Regarding “top-line” growth, the problem right now is that all the low-hanging fruits for digital have been plucked already: media, telecommunication, mass communication, entertainment, search, social graphing etc. All the big future profits are in areas like health, education, agriculture, defense and transport.

8. The sum effect of these drivers is the growing convergence across industries, and the rapid dissolution of boundaries. What does this mean for the world?

For digitalisation to continue to ramp up productivity, some of the underlying economics of industries must converge (hetero-convergence). This requires intense integration of processes to remove some of the efficiency and productivity gaps. These are some of the forces intensifying hyper-integration. The interesting thing is that they reinforce each other.

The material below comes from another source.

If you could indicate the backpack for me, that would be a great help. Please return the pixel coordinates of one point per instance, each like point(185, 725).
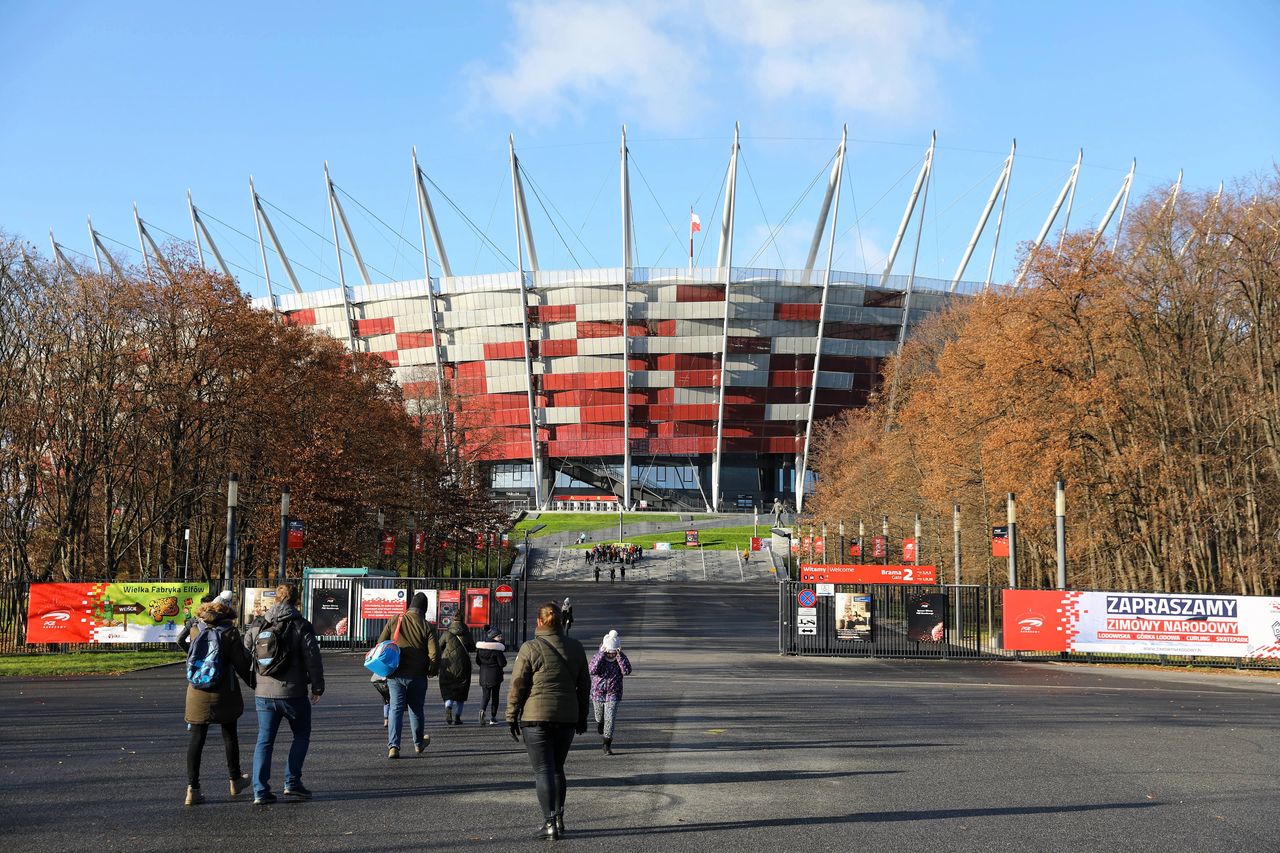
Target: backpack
point(273, 648)
point(206, 665)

Hetero-convergence deepens risks and the opportunities for fraud, for instance, whilst the need to address both threats accelerates hyper-integration.

9. So, what does all this mean for economic development in Africa powered by technology, entrepreneurship, innovation?

As innovation becomes more expensive and more time-consuming due to the constraints of network politics in the new economy, African innovators, technologists and entrepreneurs cannot seek to grow their enterprises through the harnessing of new ideas and speed to market alone anymore. They must get adept at network politics. Unfortunately, this requires considerable skills and resources not readily available. The long lead-time to profitability implied by the need to amass valuable integrations and to spend time configuring them properly can easily kill off many startups, social enterprises and other new economy aspirants and players in Africa before they get anywhere close to their prime.